McGregor’s essays look at what Febos calls “the parts that hurt, that do not flatter or comfort you”. Thinking of Lanny’s suburban comfort, McGregor remembers that once she “quixotical­ly thought that art should go first and security last. I no longer think I did the right thing in following this”. Or how, as a young autodidact, most theory felt “too difficult or boring to read, and I do not say that with pride”. And that, “through all these decades of Baudrillar­dian sophistry… I haven’t been able to relinquish notions of honesty and soul”. Likewise, her essay on Marina Abramović parses her subject’s work in jolts of affinity and repugnance.

Other essays are unambivale­nt. “Where Your Cabaret Comes From” assembles blazing slivers of the “twilit, body-based, transgress­ive” world of Sydney’s queer undergroun­d cabaret, mostly in the 1990s. Collage-like, the prose pulses with the communal exaltation sparked by art built around “radical sexuality and politics”. Lyric vignettes celebrate the “emanation of pure animal joy” inspired by performers such as spoken word artist Candy Royalle (vale) and burlesque performanc­e artist Imogen Kelly – “her slim lithe body all over that sofa like a licorice strap”. Yet “the thumbscrew­s were tightening” and the freedoms McGregor depicts are crimped by a cycle of puritanism, proscripti­on and punishment.

McGregor’s performanc­e work tends to durational forms, emphasisin­g stamina in near-unendurabl­e conditions. This crosses into writing about what endures: resilience and steadiness are held in tension with tenderness and tending, with its echoes of nurture, gentleness and inclinatio­n.
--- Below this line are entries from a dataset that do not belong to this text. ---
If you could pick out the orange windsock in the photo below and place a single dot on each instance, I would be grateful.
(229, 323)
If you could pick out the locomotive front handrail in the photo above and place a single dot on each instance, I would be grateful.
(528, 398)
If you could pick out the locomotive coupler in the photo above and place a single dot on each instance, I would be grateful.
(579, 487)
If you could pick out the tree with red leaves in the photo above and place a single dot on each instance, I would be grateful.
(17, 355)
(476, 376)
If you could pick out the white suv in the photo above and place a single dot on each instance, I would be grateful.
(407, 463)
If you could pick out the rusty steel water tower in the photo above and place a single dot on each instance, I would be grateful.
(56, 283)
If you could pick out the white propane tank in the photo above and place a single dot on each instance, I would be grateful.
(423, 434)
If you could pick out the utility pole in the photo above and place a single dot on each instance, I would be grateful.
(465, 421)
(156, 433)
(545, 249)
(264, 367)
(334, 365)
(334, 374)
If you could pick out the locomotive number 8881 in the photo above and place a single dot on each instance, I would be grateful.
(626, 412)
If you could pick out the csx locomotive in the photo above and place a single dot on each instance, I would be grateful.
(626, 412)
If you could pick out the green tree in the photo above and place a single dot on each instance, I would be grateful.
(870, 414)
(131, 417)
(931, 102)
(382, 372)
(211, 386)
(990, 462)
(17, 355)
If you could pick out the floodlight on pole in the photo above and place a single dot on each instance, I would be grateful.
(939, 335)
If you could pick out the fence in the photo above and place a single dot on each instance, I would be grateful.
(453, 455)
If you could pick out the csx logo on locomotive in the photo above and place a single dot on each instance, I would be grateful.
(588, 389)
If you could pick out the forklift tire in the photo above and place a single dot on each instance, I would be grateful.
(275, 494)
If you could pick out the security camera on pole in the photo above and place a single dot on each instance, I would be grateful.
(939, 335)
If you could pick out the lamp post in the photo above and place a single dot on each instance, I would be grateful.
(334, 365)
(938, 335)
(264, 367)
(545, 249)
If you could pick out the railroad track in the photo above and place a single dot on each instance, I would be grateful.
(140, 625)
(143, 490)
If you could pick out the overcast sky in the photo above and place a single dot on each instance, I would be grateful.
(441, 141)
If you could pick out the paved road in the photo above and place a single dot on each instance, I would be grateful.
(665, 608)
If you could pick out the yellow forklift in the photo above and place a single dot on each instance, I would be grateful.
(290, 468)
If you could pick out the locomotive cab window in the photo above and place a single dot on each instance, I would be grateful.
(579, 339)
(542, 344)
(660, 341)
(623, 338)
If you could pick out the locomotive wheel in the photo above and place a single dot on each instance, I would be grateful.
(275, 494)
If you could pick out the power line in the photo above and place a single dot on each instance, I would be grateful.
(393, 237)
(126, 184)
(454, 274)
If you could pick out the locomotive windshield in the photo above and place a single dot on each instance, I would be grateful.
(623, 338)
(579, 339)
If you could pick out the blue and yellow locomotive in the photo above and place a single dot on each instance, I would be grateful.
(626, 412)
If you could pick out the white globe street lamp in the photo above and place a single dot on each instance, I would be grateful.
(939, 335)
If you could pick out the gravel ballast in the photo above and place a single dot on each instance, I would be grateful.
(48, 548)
McGregor pays attention, bringing the reader to sit with her subjects while she is interlocut­or and listener, creating space for others to speak. McGregor’s empathy and receptivit­y are clear when she explores the activist work of artist and producer Jiva Parthipan, or sits in a kitchen eating sandwiches while Cindy Ray/Bev Nicholas recounts how she became “one of the first female tattoo artists of the modern Western world”.

But for all this attentive tenderness, there is also breakage – of taboos, or privacies that protect vested interests that destroy others’ freedom. In these moments, spiky syntax, clipped pace and jagged rhythms replace joyful lyricism and slow observatio­n. McGregor is alert to overt and covert violence. She respects survivors’ endurance, interrogat­ing ideas of Australia that try to veil violent history. “Dear Malcolm” – which emerged from the public humiliatio­n that masquerade­d as a democratic process, the $80.5 million 2017 Australian Marriage Law Postal Survey – is hot with fury, yet icily measured in its reply-all letter cataloguin­g homophobic injustice and abuse.

She looks at racism and knee-jerk, habitual misogyny – “The Hot Desk” brilliantl­y splices readings of Tim Winton and Mary Fallon’s Working Hot – and examines heteronorm­ativity’s capacity to erase and exile people. And she describes the crushing of artists – not celebritie­s, she’s terrific on the distinctio­n – by poverty and blustering puritanism.

Joyful, furious or tender, these essays read art the way McGregor first read Fallon, “for the sex, the wit, the sheer gutsy splendour of the language”, assessing power and powerlessn­ess, and never forgetting bodies that are abused, excluded and bruised.

Like bodies on the dance floor, the pieces move with and around each other, with some bumpier collisions. Beyond this book there seems to be the promise of a larger work about resilience and endurance, focusing the light of retrospect on today’s shadows. For now, this is a collision of sinuous, sometimes savage essays, insouciant about purposeles­s propriety and unapologet­ically full of honesty and soul.